Une demi-seconde pour chercher la première image, me relever la tête et leur répondre.
Un petit bonhomme qui se réveille avec au dessus, “MORNING” écrit en grosses lettres rouges, est apparu à l’écran.

Je me suis précipitée debout, le micro à la main. J’ai casually annoncé mon nom, puis leur ai demandé le leur, un par un, en me promenant comme une standup comic sous le spotlight du projecteur affichant le desktop de Windows, version Thai, sur le tableau derrière moi.

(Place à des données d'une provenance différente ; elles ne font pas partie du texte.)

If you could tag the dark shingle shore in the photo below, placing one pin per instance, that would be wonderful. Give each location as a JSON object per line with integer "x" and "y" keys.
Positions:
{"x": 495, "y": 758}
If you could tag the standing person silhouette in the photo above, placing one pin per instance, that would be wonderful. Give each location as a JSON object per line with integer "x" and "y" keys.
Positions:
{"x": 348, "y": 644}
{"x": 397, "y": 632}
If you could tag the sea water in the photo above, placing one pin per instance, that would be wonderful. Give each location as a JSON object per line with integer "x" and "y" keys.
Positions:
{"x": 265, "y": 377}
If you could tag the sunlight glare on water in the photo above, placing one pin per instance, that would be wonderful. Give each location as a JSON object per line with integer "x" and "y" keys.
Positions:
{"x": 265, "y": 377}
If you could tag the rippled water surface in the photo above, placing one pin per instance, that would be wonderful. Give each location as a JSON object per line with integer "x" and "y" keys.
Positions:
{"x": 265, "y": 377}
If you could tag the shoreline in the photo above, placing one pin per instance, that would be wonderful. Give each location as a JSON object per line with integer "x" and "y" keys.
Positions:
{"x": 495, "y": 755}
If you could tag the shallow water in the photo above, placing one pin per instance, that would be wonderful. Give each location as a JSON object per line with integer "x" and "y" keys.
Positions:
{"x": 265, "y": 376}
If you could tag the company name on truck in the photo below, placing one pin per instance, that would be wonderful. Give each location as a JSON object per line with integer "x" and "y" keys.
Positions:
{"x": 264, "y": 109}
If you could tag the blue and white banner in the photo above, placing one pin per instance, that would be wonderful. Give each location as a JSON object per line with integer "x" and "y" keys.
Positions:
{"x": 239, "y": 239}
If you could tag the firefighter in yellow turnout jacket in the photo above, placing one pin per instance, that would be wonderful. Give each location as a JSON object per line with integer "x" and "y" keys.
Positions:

Après, j’y suis allée au feeling. Un peu de “répétez après-moi”, un peu de “on va essayer de jouer à un jeu mais c’est pas clair parce que je décide les règles au moment même où je vous parle”, et un peu – beaucoup – de la “Banana Song” pour meubler le temps et empêcher les élèves de dormir sur leur bureau. Les monsieurs et les madames habillés propre ont écouté pendant un bout, puis certains sont partis. Teacher Jorge s’est assis dans le fond et a commencé à faire des corrections. Le temps s’est arrêté et on aurait dit que plus personne ne m’écoutait sauf les enfants (enfin… quelques uns ne m’écoutaient pas vraiment). 1h15 plus tard, une fillette, et puis une autre se sont exclamées : “milk time!”.
J’ai regardé Teacher Jorge, absorbé dans ses corrections : – Hum… Milk time? Teacher Jorge, what do we do when it’s milk time?
Il a relevé la tête lentement.
– Oh… I am surprised they remembered. It is milk time…It means its… the break.
– Oh ok. Milk time everyone then !

Je suis sortie de la classe avec les élèves, après que les monsieurs et madames habillés propre qui restaient aient quitté la classe. Teacher Jorge s’est approché de moi.
-I was happy it wasn’t me! A bunch of important people like that… So stressful.
-Yes, well… I don’t know if I did well or not, things didn’t exactly went as planned…
-I don’t think you have to worry, you did great!
Je lui ai lancé un regard pseudo-convaincu, teinté d’un gros doute.
Il s’est approché un peu plus et a dit tout bas :
– I saw what they wrote down when they were watching you, it was pretty good. So… play hard to get now.
-Oh…
Stupeur et soulagement.
– But don’t tell them I told you…
Je l’ai remercié discrètement puis je me suis éloignée pour aller saluer Kruu Teresa. Encore une fois, elle m’a dit qu’on allait rester en contact. En tout cas… J’aurai fait mon gros best.